À travers cet échange, la directrice générale de l’ARE défend notamment le rôle joué par son institution dans l’ouverture progressive du marché énergétique congolais aux investissements privés, depuis la libéralisation du secteur engagée en 2014.
Selon elle, le taux d’accès à l’électricité en RDC est passé d’environ 9 % en 2016 à près de 22 % aujourd’hui. Une progression qu’elle attribue à la mise en place progressive d’un cadre réglementaire destiné à attirer les investisseurs et à structurer le marché énergétique national.
« Le défi n’est plus de réformer les lois, mais d’exécuter », affirme-t-elle, estimant que l’architecture réglementaire existe désormais, mais que la mise en œuvre opérationnelle reste encore insuffisante face aux besoins du pays.
Cette réalité contraste fortement avec le potentiel énergétique exceptionnel de la RDC. Le pays dispose d’un potentiel hydroélectrique estimé à plus de 100.000 MW, dont près de 40.000 MW concentrés sur le seul site d’Inga, dans le Kongo-Central.

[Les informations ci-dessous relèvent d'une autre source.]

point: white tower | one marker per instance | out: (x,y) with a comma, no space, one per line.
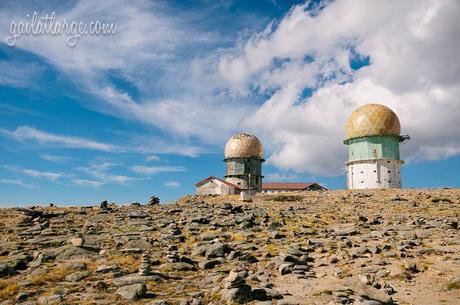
(243,157)
(373,137)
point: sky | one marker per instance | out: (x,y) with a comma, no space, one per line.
(146,110)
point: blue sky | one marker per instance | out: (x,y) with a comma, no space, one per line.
(147,110)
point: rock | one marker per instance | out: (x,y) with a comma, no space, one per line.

Selon plusieurs institutions internationales, ce potentiel représente près de 13 % des réserves hydroélectriques mondiales.
À lui seul, le complexe Grand Inga pourrait devenir, à terme, la plus grande centrale hydroélectrique du monde, avec une capacité projetée dépassant 40.000 MW, soit davantage que le barrage chinois des Trois Gorges.

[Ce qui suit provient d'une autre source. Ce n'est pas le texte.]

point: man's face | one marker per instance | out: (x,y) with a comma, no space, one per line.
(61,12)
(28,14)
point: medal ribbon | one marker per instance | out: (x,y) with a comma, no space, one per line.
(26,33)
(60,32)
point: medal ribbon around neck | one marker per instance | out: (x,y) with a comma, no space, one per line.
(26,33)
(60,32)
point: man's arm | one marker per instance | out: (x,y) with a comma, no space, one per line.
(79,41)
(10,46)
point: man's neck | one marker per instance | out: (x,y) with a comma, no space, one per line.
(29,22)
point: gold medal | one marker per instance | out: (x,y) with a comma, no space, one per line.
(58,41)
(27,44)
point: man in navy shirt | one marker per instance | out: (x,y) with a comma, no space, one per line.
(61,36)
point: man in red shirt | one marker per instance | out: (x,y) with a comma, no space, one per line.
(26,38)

Mais malgré cette richesse énergétique théorique, la réalité actuelle du secteur reste marquée par un déficit structurel important. Plusieurs études indiquent que la RDC n’exploite aujourd’hui qu’une faible partie de son potentiel énergétique total.
Interrogée sur les coupures prolongées observées à Kinshasa et dans plusieurs villes du pays, Soraya Aziz-Moto évoque des problèmes structurels accumulés depuis plusieurs décennies, notamment le vieillissement des réseaux, les pertes techniques importantes et l’insuffisance des investissements dans les infrastructures.
Elle estime également que les responsabilités sont partagées entre plusieurs acteurs, y compris l’État, accusé d’accumuler lui-même des impayés de consommation électrique vis-à-vis de la Société Nationale d’Électricité.
Selon elle, le rôle du régulateur n’est pas de produire ou de distribuer l’électricité, mais de créer les conditions permettant au système énergétique de fonctionner de manière plus efficace et plus attractive pour les investisseurs.
Plusieurs experts du secteur considèrent d’ailleurs que le principal défi énergétique de la RDC ne réside plus uniquement dans la disponibilité des ressources naturelles, mais dans la capacité du pays à financer les infrastructures, moderniser les réseaux de transport et renforcer la gouvernance des opérateurs publics.
Le contraste entre le potentiel énergétique congolais et le faible niveau d’accès à l’électricité est régulièrement présenté comme l’un des paradoxes économiques majeurs du pays. Alors que la RDC ambitionne de donner accès à l’électricité à près de 80 millions de personnes d’ici 2030, la transformation effective du secteur nécessitera des investissements colossaux, une stabilité réglementaire durable et une meilleure coordination entre l’État, les partenaires techniques et les investisseurs privés.